Conceptually, an inner join works as follows:
Consider that you need to perform an inner join of three tables A, B and C. The tables A and B are first joined. That is, if table A has N rows and n columns, and table B has M rows and m columns, every row in table A is joined with every row in table B. The resultant table AB would thus have (N * M) rows and (n + m) columns. Similarly table AB is now joined with table C, to form table ABC. The join predicates in the WHERE clause are then applied to the table ABC. Note that the join predicates must include equality predicates between all the shard key columns of the joined tables. The final result-set contains only the matching rows from the participating tables.
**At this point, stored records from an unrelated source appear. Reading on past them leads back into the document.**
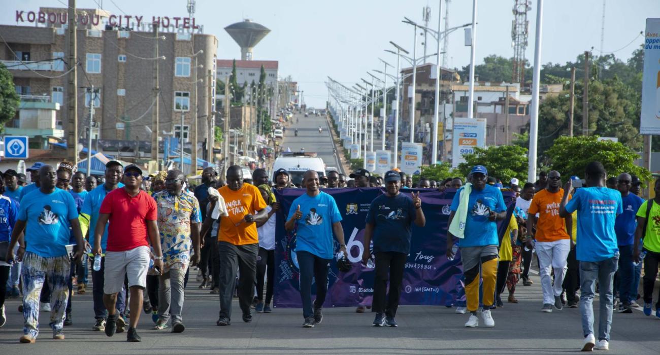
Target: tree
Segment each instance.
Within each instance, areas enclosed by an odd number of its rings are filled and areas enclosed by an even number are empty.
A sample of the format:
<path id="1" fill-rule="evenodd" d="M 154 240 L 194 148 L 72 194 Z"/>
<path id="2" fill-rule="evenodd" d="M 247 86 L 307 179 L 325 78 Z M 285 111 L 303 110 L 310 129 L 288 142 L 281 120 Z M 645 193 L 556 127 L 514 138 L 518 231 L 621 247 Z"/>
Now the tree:
<path id="1" fill-rule="evenodd" d="M 584 169 L 589 162 L 603 163 L 608 176 L 626 172 L 642 180 L 648 180 L 651 173 L 637 166 L 634 161 L 640 156 L 620 142 L 598 141 L 597 137 L 561 137 L 547 151 L 552 170 L 564 176 L 584 176 Z"/>
<path id="2" fill-rule="evenodd" d="M 16 92 L 13 77 L 2 63 L 0 63 L 0 132 L 5 123 L 16 116 L 20 104 L 20 96 Z"/>
<path id="3" fill-rule="evenodd" d="M 465 162 L 458 164 L 456 170 L 462 176 L 467 176 L 472 167 L 482 165 L 490 176 L 508 181 L 512 178 L 525 181 L 527 176 L 527 150 L 517 145 L 492 146 L 475 148 L 473 154 L 464 155 Z"/>

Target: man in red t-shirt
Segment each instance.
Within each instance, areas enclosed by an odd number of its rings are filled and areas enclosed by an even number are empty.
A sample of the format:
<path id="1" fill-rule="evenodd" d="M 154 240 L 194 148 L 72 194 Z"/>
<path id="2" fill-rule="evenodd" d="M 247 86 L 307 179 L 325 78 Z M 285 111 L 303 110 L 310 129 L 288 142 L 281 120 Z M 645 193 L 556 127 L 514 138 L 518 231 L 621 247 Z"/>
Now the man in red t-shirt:
<path id="1" fill-rule="evenodd" d="M 106 223 L 110 222 L 103 288 L 103 303 L 108 309 L 106 335 L 112 337 L 117 331 L 118 315 L 115 303 L 125 275 L 131 289 L 131 322 L 127 340 L 137 342 L 141 340 L 135 328 L 142 309 L 142 290 L 147 286 L 150 241 L 155 255 L 154 268 L 160 273 L 163 258 L 156 223 L 158 216 L 156 201 L 140 189 L 142 170 L 134 164 L 127 166 L 124 168 L 122 181 L 124 187 L 108 193 L 101 203 L 93 252 L 101 254 L 101 236 Z"/>

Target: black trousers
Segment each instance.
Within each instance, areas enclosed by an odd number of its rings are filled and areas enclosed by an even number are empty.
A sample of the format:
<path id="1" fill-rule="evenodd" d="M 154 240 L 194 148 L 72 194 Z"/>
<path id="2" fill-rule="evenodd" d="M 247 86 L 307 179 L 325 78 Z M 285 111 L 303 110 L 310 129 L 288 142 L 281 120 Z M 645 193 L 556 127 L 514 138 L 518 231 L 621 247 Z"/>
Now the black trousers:
<path id="1" fill-rule="evenodd" d="M 406 259 L 407 255 L 403 253 L 385 251 L 376 253 L 374 300 L 372 302 L 374 312 L 385 313 L 385 315 L 393 318 L 397 315 Z M 389 293 L 387 292 L 388 280 Z"/>

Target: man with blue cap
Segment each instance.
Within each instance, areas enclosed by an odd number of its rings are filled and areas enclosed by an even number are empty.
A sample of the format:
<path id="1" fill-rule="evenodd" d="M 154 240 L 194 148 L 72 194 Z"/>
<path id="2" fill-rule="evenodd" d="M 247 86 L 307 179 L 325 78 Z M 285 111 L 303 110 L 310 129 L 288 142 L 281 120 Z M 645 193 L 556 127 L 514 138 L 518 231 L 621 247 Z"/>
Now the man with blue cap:
<path id="1" fill-rule="evenodd" d="M 506 206 L 499 189 L 486 183 L 488 170 L 482 165 L 472 168 L 469 183 L 456 191 L 451 202 L 447 257 L 454 257 L 453 237 L 461 238 L 461 259 L 465 278 L 465 297 L 470 318 L 465 327 L 479 325 L 479 271 L 483 279 L 483 309 L 481 317 L 486 327 L 494 327 L 490 306 L 494 301 L 497 278 L 498 245 L 496 221 L 506 218 Z"/>

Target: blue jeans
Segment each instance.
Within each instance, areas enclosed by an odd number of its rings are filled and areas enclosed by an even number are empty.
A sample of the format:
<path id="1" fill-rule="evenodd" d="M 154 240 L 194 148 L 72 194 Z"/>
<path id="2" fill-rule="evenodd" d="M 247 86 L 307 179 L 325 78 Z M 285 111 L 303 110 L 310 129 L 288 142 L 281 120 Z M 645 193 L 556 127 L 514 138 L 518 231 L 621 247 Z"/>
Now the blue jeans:
<path id="1" fill-rule="evenodd" d="M 296 251 L 298 265 L 300 268 L 300 297 L 302 298 L 302 315 L 305 318 L 314 315 L 312 304 L 312 278 L 316 282 L 316 301 L 314 305 L 320 308 L 325 302 L 328 290 L 328 266 L 329 259 L 323 259 L 308 251 Z"/>
<path id="2" fill-rule="evenodd" d="M 586 337 L 593 334 L 593 296 L 596 282 L 599 284 L 601 300 L 599 305 L 598 340 L 610 340 L 612 311 L 614 308 L 612 283 L 618 265 L 619 253 L 601 261 L 580 261 L 579 313 L 582 315 L 582 333 Z"/>
<path id="3" fill-rule="evenodd" d="M 619 245 L 618 274 L 619 300 L 624 304 L 630 304 L 637 300 L 637 284 L 634 284 L 635 270 L 632 265 L 632 245 Z M 640 269 L 641 270 L 641 269 Z M 639 280 L 639 278 L 638 278 Z M 634 288 L 633 288 L 634 284 Z"/>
You specify the tables to be joined in the FROM clause of the SELECT statement and the join predicates in the WHERE clause. A join predicate is a predicate that references the columns or fields from one or more tables that are to be joined and specifies the filter conditions that need to be applied on them. In the case of inner join, the WHERE clause must include the equality predicate on all shard keys of the participating tables.
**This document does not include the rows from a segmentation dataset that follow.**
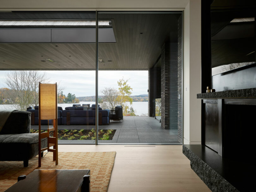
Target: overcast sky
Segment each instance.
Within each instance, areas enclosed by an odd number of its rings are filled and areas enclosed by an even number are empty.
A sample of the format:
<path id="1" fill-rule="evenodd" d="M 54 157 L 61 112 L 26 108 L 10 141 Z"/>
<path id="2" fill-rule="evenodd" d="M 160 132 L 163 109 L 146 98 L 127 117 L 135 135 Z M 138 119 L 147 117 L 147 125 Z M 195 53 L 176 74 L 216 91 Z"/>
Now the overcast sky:
<path id="1" fill-rule="evenodd" d="M 57 82 L 64 87 L 63 91 L 66 96 L 69 93 L 76 97 L 95 95 L 95 71 L 39 71 L 46 72 L 50 78 L 50 83 Z M 5 76 L 8 71 L 0 71 L 0 87 L 7 87 L 4 82 Z M 132 95 L 148 93 L 148 71 L 99 71 L 99 91 L 105 87 L 118 89 L 117 81 L 123 77 L 125 80 L 130 79 L 128 84 L 133 88 Z"/>

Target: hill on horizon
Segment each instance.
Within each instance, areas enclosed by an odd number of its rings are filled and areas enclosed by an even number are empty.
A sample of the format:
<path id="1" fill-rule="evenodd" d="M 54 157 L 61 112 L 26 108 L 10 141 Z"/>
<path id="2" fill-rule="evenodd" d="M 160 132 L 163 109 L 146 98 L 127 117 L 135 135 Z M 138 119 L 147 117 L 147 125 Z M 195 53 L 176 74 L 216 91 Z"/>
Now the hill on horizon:
<path id="1" fill-rule="evenodd" d="M 142 94 L 138 95 L 131 95 L 133 101 L 148 101 L 148 94 Z M 99 98 L 103 99 L 104 95 L 99 95 Z M 76 98 L 79 99 L 80 101 L 95 101 L 95 96 L 85 96 L 84 97 L 76 97 Z"/>

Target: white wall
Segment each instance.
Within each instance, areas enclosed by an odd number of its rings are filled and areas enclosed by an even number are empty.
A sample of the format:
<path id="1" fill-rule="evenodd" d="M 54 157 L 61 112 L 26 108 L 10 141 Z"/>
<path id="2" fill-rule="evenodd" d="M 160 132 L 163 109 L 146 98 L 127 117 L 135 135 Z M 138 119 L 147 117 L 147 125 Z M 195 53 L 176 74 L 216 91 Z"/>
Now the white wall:
<path id="1" fill-rule="evenodd" d="M 0 11 L 95 10 L 184 10 L 184 143 L 200 143 L 200 0 L 0 0 Z"/>
<path id="2" fill-rule="evenodd" d="M 201 1 L 190 1 L 184 11 L 184 144 L 200 144 Z"/>

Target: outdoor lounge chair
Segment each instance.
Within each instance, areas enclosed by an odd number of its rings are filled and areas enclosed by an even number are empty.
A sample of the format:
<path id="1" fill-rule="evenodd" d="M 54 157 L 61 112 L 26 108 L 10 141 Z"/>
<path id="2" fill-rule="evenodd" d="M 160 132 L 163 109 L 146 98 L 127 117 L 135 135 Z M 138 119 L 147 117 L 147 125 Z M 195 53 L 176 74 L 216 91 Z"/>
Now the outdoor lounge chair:
<path id="1" fill-rule="evenodd" d="M 123 108 L 121 105 L 117 105 L 115 109 L 112 109 L 110 110 L 110 114 L 109 115 L 110 120 L 117 121 L 122 119 L 124 121 L 123 116 Z"/>

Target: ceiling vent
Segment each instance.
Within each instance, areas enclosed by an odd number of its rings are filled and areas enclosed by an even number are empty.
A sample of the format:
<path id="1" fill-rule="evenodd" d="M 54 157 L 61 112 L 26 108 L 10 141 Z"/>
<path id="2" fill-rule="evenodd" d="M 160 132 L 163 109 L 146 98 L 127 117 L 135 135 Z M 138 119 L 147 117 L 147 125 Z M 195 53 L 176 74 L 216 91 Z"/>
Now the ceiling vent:
<path id="1" fill-rule="evenodd" d="M 47 61 L 49 61 L 50 62 L 51 62 L 52 63 L 57 63 L 57 62 L 56 62 L 56 61 L 53 61 L 53 60 L 52 60 L 52 59 L 46 59 L 46 60 L 47 60 Z"/>

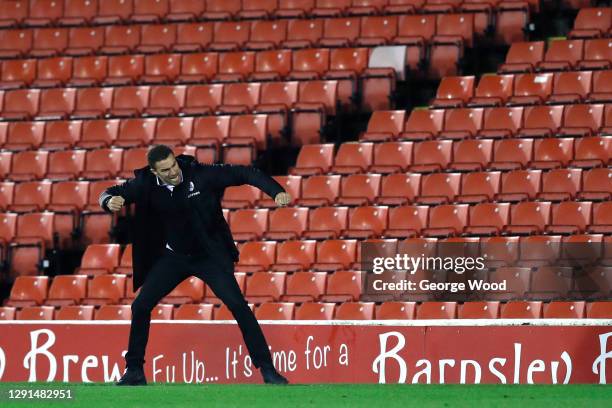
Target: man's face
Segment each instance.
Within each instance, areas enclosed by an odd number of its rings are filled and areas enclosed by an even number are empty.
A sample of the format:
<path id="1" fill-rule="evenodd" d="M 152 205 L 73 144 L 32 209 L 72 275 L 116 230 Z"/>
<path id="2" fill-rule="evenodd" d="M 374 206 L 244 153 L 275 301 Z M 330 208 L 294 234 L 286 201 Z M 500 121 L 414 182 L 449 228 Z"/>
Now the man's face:
<path id="1" fill-rule="evenodd" d="M 153 174 L 164 183 L 177 186 L 181 183 L 181 169 L 178 166 L 173 154 L 169 154 L 164 160 L 155 163 L 155 169 L 151 169 Z"/>

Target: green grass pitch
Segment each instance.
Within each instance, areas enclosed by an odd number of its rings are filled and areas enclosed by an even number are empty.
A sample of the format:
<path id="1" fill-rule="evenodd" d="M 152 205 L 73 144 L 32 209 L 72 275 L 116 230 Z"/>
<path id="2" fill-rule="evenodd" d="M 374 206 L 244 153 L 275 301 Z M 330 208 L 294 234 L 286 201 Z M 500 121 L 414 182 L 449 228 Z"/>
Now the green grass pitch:
<path id="1" fill-rule="evenodd" d="M 9 389 L 70 389 L 72 400 L 10 400 Z M 0 383 L 5 407 L 610 407 L 609 385 L 188 385 Z"/>

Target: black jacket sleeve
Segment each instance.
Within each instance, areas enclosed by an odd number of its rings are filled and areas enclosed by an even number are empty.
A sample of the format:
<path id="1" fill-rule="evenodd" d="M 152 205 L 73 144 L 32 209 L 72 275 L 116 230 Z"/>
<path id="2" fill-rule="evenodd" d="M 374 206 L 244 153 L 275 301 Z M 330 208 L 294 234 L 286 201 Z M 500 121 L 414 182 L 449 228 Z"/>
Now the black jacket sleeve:
<path id="1" fill-rule="evenodd" d="M 276 180 L 256 167 L 218 164 L 210 166 L 209 169 L 211 169 L 209 182 L 220 189 L 249 184 L 271 198 L 276 197 L 278 193 L 285 192 L 285 189 Z"/>
<path id="2" fill-rule="evenodd" d="M 121 196 L 125 200 L 125 204 L 129 205 L 136 201 L 137 195 L 137 183 L 136 179 L 127 180 L 121 184 L 116 186 L 112 186 L 104 190 L 100 197 L 98 198 L 98 202 L 100 203 L 100 207 L 106 212 L 111 212 L 108 209 L 108 200 L 113 196 Z"/>

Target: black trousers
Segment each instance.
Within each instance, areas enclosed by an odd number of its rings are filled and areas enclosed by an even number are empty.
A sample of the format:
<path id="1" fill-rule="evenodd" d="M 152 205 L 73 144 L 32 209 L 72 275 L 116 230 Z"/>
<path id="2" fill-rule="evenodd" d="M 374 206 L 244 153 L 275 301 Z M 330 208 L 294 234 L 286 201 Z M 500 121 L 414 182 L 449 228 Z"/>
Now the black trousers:
<path id="1" fill-rule="evenodd" d="M 232 265 L 233 271 L 233 265 Z M 206 256 L 186 256 L 165 249 L 149 271 L 132 303 L 130 340 L 125 355 L 127 367 L 142 367 L 149 339 L 151 311 L 157 303 L 189 276 L 202 279 L 234 315 L 255 367 L 272 364 L 268 343 L 253 311 L 240 292 L 233 273 Z"/>

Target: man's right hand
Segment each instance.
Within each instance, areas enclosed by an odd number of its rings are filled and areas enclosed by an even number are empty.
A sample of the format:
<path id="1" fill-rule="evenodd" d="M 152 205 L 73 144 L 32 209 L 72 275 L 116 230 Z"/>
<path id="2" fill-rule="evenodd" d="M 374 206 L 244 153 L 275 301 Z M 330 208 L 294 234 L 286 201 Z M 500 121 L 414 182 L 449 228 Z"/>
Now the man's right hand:
<path id="1" fill-rule="evenodd" d="M 109 210 L 113 212 L 117 212 L 123 208 L 124 204 L 125 204 L 125 199 L 123 197 L 112 196 L 111 199 L 108 200 L 108 203 L 106 205 L 108 206 Z"/>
If you use a '*' with the ‘SELECT’ clause, wherein all the fields in the tables are returned, the order of fields in the result-set depends on the order in which you specify the tables in the FROM clause. If you provide a list of fields in the SELECT clause, then the order of the fields in the result-set is as specified in the SELECT clause.
- Only joins among tables in the same table hierarchy are allowed.
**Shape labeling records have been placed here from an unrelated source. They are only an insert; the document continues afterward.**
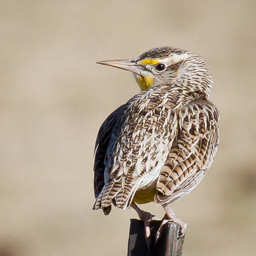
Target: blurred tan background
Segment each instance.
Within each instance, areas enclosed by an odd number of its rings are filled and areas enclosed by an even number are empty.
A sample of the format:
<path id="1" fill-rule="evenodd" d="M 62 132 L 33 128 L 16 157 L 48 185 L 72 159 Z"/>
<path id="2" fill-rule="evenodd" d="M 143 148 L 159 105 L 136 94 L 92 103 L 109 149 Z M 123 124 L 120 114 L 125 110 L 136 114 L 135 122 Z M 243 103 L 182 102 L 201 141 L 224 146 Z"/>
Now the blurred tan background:
<path id="1" fill-rule="evenodd" d="M 0 3 L 0 256 L 126 255 L 137 215 L 91 210 L 93 151 L 139 88 L 95 62 L 165 45 L 205 57 L 221 115 L 211 168 L 172 204 L 188 223 L 184 255 L 255 255 L 255 1 Z"/>

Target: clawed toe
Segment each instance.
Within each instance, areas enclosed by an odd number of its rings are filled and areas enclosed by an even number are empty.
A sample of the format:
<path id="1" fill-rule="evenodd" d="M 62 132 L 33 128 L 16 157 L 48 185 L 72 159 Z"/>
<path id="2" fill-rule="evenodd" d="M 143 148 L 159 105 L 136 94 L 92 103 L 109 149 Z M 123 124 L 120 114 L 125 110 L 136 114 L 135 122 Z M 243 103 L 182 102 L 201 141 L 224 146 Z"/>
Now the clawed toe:
<path id="1" fill-rule="evenodd" d="M 168 222 L 176 223 L 179 225 L 180 229 L 179 230 L 178 239 L 185 236 L 187 224 L 185 222 L 184 222 L 176 217 L 170 218 L 168 215 L 166 214 L 163 218 L 161 225 L 157 232 L 155 244 L 156 243 L 158 239 L 159 238 L 161 232 L 162 231 L 163 227 L 166 223 Z"/>

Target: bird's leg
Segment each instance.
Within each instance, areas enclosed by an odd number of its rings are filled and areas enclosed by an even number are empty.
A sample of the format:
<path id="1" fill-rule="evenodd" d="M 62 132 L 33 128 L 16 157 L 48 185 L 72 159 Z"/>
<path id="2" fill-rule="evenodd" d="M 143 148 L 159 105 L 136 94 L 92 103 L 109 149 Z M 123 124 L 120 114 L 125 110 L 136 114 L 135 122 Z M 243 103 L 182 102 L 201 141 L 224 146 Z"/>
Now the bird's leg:
<path id="1" fill-rule="evenodd" d="M 137 212 L 140 219 L 144 222 L 145 236 L 146 239 L 146 242 L 147 242 L 148 247 L 150 250 L 151 238 L 150 237 L 150 230 L 149 228 L 149 224 L 151 221 L 159 221 L 161 219 L 154 215 L 151 214 L 148 212 L 145 211 L 140 209 L 134 202 L 132 203 L 131 206 Z"/>
<path id="2" fill-rule="evenodd" d="M 160 227 L 157 232 L 156 237 L 156 242 L 159 237 L 161 230 L 163 226 L 169 221 L 177 223 L 180 225 L 180 230 L 179 231 L 179 238 L 185 235 L 186 232 L 187 223 L 184 222 L 178 219 L 175 215 L 174 212 L 171 209 L 171 208 L 168 204 L 163 204 L 162 206 L 166 212 L 162 221 L 162 223 Z"/>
- Supports joining of tables that are in an ancestor-descendant relationship as well as tables that are not in an ancestor-descendant relationship.
- The join predicates must include equality predicates between all the shard key columns of the joined tables. To know more about shard keys, see CREATE TABLE. That is, for any pair of joined tables, a row from one table matches with a row from the other table only if they both have the same values on their shard key columns. You can use the DESCRIBE TABLE statement to identify the shard keys.
- The rest of the predicates in the WHERE clause are applied to these matching rows.
- An inner join is based on matching the shard keys of the participating tables, whereas NESTED TABLES and left outer join are based on matching the primary keys of the participating tables.
- The result-set of an inner join contains only the matching rows. Whereas, in the case of NESTED TABLES and left outer join, the unmatched row in the left table is also returned in the result-set with a corresponding NULL row in the right table.
- Inner join can be used to join tables that are not in an ancestor-descendant relationship. This is not possible in the case of left outer join and NESTED_TABLES. For more details, see Inner Join vs LOJ vs NESTED TABLES.
In essence, tables having an ancestor-descendant relationship between them can be joined using any of the three types of join. You can choose to use one of them based on your use case. If the tables to be joined are not in an ancestor-descendant relationship, then inner join must be used.